Des centaines de milliers de réfugiés ont quitté l'Irak (selon les dernières estimations de 1'0 U, ils seraient plus de deux millions deux cent mille); parmi eux se trouvent beaucoup de chrétiens, des paroisses entières et des voisins. Leur situation est catastrophique. Pour la plupart, ils n'ont pas de moyens leur assurant le minimum vital, pas d'accès à des postes de travail ou à une formation. A l'intérieur de l'Irak, beaucoup ont fui vers le nord du pays, au Kurdistan. Là aussi, la situation économique et sociale des chrétiens est précaire et l'insécurité règne. Depuis octobre 2007, les Syriens exigent des visas et ne laissent plus d'Irakiens entrer. La dernière porte de sortie leur est ainsi refusée. Où les chrétiens doivent-ils donc aller?

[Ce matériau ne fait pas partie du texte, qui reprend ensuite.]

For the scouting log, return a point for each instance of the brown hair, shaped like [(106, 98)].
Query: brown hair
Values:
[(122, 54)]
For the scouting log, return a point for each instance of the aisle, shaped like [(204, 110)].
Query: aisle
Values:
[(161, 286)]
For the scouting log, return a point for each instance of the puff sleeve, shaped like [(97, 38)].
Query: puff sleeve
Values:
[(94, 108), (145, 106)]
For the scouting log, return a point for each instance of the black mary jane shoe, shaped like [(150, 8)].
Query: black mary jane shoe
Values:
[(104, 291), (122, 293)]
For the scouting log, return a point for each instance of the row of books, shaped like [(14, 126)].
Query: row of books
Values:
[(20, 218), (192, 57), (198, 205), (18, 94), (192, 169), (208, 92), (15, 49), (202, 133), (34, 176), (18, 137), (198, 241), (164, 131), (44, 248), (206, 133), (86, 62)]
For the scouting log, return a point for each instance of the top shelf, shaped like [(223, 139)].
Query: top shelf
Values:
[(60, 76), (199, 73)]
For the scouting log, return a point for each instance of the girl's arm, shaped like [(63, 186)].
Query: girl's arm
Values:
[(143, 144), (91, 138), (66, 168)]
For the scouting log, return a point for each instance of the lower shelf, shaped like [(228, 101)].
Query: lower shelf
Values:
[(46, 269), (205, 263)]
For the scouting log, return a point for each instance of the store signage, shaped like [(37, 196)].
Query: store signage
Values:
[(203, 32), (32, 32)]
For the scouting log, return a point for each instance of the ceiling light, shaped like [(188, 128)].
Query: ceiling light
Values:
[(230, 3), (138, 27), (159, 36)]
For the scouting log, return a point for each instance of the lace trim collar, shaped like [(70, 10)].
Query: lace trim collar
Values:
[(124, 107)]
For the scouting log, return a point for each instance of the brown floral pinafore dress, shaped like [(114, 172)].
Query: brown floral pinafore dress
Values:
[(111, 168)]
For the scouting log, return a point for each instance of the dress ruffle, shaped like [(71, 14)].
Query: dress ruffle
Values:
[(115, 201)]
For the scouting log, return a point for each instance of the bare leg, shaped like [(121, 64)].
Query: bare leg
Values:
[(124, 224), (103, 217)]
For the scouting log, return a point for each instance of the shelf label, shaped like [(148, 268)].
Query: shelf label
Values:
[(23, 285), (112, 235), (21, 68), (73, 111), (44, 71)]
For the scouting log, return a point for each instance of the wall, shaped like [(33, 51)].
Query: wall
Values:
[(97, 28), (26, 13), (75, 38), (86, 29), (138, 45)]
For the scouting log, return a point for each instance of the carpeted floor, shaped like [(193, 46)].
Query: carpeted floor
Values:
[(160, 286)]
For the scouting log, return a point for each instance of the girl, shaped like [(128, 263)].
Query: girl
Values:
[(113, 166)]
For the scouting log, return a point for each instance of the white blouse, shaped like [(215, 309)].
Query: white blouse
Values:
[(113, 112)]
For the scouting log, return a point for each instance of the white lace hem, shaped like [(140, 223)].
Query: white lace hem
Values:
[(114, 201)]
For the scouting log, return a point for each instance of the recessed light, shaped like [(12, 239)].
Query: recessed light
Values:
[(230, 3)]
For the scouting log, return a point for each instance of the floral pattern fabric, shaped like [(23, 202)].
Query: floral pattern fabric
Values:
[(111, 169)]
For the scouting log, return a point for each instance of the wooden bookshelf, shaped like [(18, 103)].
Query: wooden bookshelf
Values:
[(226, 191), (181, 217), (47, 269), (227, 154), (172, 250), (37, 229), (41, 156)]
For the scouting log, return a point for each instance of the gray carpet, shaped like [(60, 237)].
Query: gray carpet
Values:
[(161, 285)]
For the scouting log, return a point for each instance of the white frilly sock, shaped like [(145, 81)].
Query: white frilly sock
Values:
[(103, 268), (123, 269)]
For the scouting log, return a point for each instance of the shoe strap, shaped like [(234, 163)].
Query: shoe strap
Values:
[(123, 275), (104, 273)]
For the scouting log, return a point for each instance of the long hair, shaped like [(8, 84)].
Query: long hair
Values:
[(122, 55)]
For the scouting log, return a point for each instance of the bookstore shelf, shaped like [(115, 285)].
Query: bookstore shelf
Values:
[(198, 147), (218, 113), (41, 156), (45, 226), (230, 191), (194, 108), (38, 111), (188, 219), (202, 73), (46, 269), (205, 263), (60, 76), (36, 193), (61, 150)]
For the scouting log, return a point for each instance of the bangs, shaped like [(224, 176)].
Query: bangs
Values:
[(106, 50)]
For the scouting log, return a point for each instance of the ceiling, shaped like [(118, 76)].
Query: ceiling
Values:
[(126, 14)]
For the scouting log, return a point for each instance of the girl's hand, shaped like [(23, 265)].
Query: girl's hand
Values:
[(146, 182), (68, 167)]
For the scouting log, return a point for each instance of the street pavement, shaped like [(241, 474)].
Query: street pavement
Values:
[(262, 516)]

Lumières d'espoir dans les ténèbres

Les chrétiens d'Irak sont comme des exclus; mais selon Esaïe 19:23-25, Dieu accomplira sa promesse; les «Assyriens» (les chrétiens d'Irak), ensemble avec les Egyptiens et les Israéliens seront en bénédiction à toute la terre, quand bien même ils auront encore de nombreuses épreuves à traverser. Le Seigneur n'abandonne pas ses enfants, il leur donne suffisamment de hardiesse pour confesser leur foi et témoigner l'amour de Christ à leurs voisins musulmans (comme ils l'ont fait jusqu'ici).

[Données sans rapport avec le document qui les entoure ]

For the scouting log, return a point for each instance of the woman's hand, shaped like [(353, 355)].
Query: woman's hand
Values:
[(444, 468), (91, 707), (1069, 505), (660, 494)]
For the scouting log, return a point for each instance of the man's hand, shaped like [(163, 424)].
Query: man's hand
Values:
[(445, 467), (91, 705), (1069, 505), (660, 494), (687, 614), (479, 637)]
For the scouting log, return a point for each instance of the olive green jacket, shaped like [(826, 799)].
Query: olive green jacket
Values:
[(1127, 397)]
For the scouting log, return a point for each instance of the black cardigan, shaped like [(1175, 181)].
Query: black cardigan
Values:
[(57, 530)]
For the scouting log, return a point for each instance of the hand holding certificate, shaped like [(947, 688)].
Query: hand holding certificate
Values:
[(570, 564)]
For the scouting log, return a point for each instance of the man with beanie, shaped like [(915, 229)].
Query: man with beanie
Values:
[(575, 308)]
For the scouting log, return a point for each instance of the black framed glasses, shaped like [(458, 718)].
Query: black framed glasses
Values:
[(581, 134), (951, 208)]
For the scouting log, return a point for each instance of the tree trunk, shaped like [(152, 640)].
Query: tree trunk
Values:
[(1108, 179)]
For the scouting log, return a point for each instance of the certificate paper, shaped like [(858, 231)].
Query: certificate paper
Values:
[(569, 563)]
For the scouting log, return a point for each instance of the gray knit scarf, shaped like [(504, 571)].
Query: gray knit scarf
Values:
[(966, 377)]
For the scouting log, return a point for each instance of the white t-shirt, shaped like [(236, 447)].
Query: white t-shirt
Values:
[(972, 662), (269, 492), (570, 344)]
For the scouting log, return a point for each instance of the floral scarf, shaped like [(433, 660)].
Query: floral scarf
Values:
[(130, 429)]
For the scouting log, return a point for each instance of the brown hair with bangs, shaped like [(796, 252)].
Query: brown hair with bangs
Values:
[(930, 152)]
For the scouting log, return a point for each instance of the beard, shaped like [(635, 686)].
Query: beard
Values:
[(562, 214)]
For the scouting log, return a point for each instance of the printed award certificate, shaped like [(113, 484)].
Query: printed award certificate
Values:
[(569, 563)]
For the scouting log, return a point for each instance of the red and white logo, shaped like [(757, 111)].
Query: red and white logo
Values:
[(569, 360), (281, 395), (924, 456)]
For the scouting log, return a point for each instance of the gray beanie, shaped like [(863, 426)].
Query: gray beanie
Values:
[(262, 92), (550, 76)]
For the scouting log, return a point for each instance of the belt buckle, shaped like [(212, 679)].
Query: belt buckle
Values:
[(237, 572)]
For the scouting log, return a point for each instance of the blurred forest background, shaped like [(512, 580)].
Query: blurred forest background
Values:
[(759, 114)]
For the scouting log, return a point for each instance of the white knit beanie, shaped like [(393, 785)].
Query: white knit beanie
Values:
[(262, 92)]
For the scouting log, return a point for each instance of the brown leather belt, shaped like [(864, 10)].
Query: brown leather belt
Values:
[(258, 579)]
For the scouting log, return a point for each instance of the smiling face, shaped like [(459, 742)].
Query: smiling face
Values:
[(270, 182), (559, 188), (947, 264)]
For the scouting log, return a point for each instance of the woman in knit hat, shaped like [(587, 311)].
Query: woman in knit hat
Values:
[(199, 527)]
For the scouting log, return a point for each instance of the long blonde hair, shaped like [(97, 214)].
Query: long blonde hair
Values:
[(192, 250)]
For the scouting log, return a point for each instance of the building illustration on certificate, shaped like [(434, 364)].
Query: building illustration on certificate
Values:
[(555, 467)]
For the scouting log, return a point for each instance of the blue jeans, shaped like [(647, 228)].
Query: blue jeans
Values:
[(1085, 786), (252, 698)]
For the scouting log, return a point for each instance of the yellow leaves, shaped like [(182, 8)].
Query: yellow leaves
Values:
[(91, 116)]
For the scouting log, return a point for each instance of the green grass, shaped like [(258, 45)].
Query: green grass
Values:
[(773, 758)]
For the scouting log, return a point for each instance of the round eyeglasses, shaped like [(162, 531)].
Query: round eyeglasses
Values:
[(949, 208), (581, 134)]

Abdallah a pu en faire l'expérience. Terroriste d'al-Qaida de Falloujah, il s'est donné corps et âme au djihad pour combattre les chrétiens. Il participait souvent à des vols à main armée, lançait des bombes à retardement qui tuaient des chrétiens! La foi authentique de ses voisins chrétiens de Bagdad l'a cependant interpellé. Il a fréquemment pu s'entretenir avec le fils de la famille (du même âge que lui), qui lui a parlé de sa foi. Il y a quelques mois, le frère terroriste d'Abdallah a été abattu; Sami l'a consolé et a prié pour lui. Le cœur d'Abdallah s'est ouvert et il a demandé une Bible... qu'il ne quitte plus; après un certain temps, il est devenu un chrétien convaincu. Dans la cave de la maison il a détruit toutes les bombes qu'il avait lui-même bricolées et aussi son stock d'armes. Menacé, il a dû s'enfuir. Aujourd'hui, comme Kamal il travaille parmi les réfugiés irakiens à l'étranger; chrétien enthousiaste, il invite ses semblables à entamer une nouvelle vie avec Jésus.



Le cas d'Abdallah n'est pas unique. Au sein de l'enfer irakien, de plus en plus de personnes se retrouvent autour de la Bible. Elles y puisent force, espoir et consolation.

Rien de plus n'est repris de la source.